Home Delivery Part III: Cellophane House and Micro-Compact House















{Top: Architect James Timberlake speaks to tour participants about his design for the Cellophane house/ Center: Looking into the "living" space of the Micro-Compact House/ Bottom: The Cellophane House as seen from the patio of Burst *008}


Perhaps the most novel aspect of the exhibition were the five full-scale replicas of prefab houses erected on a 54th street lot in Manhattan. The first stop on the second half of the tour was the Cellophane House (designed by Kieran Timberlake Associates) where James Timberlake who led tour members through the house cited inspirations for the design as ranging from Le Corbusier's L'Espirit Npuveau (for its attempt to deliver modular living to an occupant); Buckminister Fuller's Dyamaxion House (as a provocation to lifestyle norms); Jean Prouve's Maison Tropicale (for its innovation in terms of assembly and disassembly); and Phillip Johnson's Glass House and Richard Meier's glass condominiums in New York (for their expansive use of transparent surfaces).

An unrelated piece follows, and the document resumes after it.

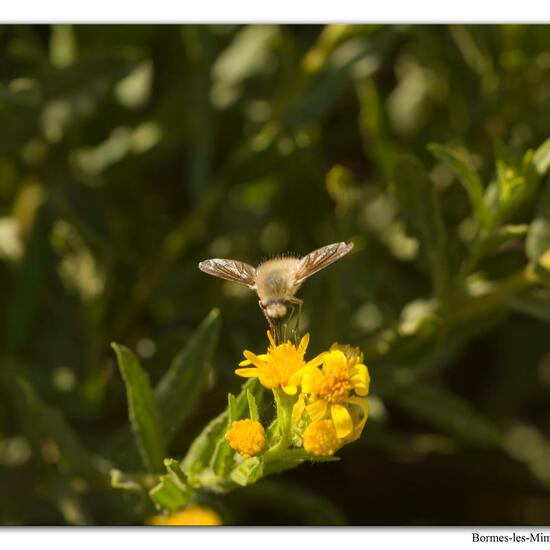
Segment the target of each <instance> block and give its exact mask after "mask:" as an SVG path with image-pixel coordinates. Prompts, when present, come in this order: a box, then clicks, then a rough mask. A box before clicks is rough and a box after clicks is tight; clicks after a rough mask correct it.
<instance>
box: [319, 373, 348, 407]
mask: <svg viewBox="0 0 550 550" xmlns="http://www.w3.org/2000/svg"><path fill="white" fill-rule="evenodd" d="M350 390H351V383H350V381H349V374H348V367H347V365H345V364H331V365H330V366H329V367H328V368H325V376H324V377H323V381H322V383H321V388H320V391H319V395H321V397H322V398H323V399H325V401H327V402H328V403H330V404H334V403H340V402H342V401H343V400H344V399H346V397H348V396H349V392H350Z"/></svg>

Even as it draws upon these influences the Cellophane House also responds to contemporary issues such as green building practices, sustainability, and the recycling of buildings materials. The house itself is designed in what the architects call "chunks"--prefab components which are then bolted onto the structural steel-frame via moment connections. 70% of the Cellophane house was erected in 6 days and the rest of the construction was completed over the course of two weeks. 

Micro-Compact House (Horden Cherry Lee Architects) was a 76-square foot gem in the middle of the 54th Street lot. Envisioned as temporary housing unit for the global traveler, student or single urban resident, the brushed aluminum surfaces and the modular design which lends itself easily to stacking of multiple units of the house belie influences from the British high-tech movement (Richard Rogers and Norman Foster) as well as the Japanese metabolists (such as Kisho Kurokawa's Nagakin Capsule Tower in Tokyo). At a total 76 square-feet, Professor Barry Bergdoll suggested that the Micro-Compact House might be considered the ideal dwelling of the future designed for the "person who could give up all possessions because they had e-mail."